第1570話 【エピローグオブ逆神六駆サードステージ・その3】お母さん、僕の家族になってください!! ~なにいってんだこいつ~

 まずはお忘れの方のための莉子ちゃんママ。


 小坂静代しずよ。46歳。

 夫とは莉子ちゃんが幼少期に死別。

 以降、パートを掛け持ちして莉子ちゃんを女手一つで立派なメインヒロインに育て上げたお母さんにしてお義母さん。


 スーパーマーケットとビルの清掃業のパートをこなしていたが、莉子ちゃんは探索員の報酬をほぼ全額、母に渡している。

 しかし静代ママは生活費をほんの少しもらうだけで、未だにアパート住まいでパートも1つに減らしはしたもののスーパーマーケットで働いている。
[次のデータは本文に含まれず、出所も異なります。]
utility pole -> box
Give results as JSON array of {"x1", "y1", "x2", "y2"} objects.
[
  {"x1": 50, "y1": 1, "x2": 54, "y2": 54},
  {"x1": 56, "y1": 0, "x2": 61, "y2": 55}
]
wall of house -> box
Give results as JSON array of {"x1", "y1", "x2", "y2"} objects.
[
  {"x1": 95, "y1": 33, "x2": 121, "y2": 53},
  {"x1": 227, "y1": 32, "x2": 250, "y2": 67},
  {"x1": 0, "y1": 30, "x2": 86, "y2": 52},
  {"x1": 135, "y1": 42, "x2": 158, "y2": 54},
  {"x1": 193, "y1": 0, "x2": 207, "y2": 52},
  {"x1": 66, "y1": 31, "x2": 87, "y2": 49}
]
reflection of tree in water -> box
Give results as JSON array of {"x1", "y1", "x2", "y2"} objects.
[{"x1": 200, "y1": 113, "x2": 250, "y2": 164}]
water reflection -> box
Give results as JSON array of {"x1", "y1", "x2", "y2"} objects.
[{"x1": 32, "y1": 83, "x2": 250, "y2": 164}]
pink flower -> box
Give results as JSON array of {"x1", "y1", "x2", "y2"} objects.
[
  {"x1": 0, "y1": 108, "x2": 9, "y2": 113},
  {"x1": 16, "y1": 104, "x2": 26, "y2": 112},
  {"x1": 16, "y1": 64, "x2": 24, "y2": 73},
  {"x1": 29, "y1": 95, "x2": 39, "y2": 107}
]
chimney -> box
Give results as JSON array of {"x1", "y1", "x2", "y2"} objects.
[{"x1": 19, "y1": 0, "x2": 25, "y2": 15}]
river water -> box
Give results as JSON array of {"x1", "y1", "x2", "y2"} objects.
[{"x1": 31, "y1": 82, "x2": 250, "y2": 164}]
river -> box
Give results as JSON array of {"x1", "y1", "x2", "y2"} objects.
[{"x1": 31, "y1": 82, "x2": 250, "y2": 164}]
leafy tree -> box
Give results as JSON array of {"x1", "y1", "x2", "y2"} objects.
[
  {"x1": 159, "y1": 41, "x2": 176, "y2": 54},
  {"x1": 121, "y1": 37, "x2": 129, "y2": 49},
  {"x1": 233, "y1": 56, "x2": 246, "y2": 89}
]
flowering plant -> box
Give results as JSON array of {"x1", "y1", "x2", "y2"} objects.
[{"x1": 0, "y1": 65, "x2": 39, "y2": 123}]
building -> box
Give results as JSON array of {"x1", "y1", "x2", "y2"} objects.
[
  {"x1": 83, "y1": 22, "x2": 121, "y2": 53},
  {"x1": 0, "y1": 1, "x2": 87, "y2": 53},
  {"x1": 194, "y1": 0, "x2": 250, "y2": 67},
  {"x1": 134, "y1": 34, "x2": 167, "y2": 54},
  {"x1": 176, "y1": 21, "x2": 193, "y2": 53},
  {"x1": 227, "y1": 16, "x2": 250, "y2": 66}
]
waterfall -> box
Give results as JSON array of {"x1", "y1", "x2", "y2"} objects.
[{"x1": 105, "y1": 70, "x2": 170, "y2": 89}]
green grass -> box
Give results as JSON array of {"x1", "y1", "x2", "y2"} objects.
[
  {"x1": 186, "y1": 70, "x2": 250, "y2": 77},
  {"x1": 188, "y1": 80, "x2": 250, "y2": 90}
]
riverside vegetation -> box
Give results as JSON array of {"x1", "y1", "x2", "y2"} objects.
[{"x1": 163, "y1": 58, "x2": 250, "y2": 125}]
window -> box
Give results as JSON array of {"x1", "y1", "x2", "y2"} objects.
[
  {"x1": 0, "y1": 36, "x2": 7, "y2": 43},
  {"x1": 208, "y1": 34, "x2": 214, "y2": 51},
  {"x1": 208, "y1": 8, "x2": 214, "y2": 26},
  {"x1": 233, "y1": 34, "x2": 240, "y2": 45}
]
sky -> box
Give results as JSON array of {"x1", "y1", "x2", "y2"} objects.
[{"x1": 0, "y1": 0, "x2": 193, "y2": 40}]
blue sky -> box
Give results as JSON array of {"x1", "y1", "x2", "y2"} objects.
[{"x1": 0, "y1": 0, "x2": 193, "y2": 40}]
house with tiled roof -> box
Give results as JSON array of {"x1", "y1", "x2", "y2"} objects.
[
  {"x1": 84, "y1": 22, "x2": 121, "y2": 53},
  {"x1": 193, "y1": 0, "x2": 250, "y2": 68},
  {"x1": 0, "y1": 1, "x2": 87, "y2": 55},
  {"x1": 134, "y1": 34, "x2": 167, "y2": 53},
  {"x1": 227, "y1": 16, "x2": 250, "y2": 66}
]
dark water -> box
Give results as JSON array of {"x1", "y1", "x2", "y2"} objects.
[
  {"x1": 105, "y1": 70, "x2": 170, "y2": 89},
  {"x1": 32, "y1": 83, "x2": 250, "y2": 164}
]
 これは「莉子の将来のために貯めておかなくっちゃね!!」という親心。

 なんと美しい。


 そして忘れてはならない点が1つ。

 静代さんの年齢は46歳。

 六駆くんの中身は47歳。


 おわかりいただけただろうか。



 おわかりいただけただろうか。



 未亡人で六駆くんの中身とはいい塩梅の年齢差である静代さん。

 六駆くんは今回、その静代さんにサプライズでプロポーズをしようとしている。


 オチの見えたコントは茶番と申されるか。

 否。

 我らが日本の誇る落語は基本的にオチの見えている話ばかりなのに、何度聞いても面白いではないか。


 では往こう。

 見えているオチの、その先へ。



◆◇◆◇◆◇◆◇



 スマブラ会議から2日後。

 クララパイセンと瑠香にゃんの猫コンビに莉子ちゃんの相手を任せて、六駆くん、あっくん、芽衣ちゃん、小鳩さん、ノアちゃんの5人は小坂家のアパートへ向かった。


 なんで1LDKのアパートに5人で押しかけるのか、もうこの時点で疑問を抱えているのが芽衣ちゃんと小鳩さん。

 しかし2人も六駆くんとの付き合いが長くなりすぎたせいで「みみっ」「ですわね」と、それはもうそういうものなんだから仕方ない的な納得で疑問をお掃除。


 あっくんは「あぁ? おい逆神ぃ。小坂の家ってのはアパートかぁ? あいつおめぇ程じゃねぇにしてもかなり稼いでんだろぃ」と言う。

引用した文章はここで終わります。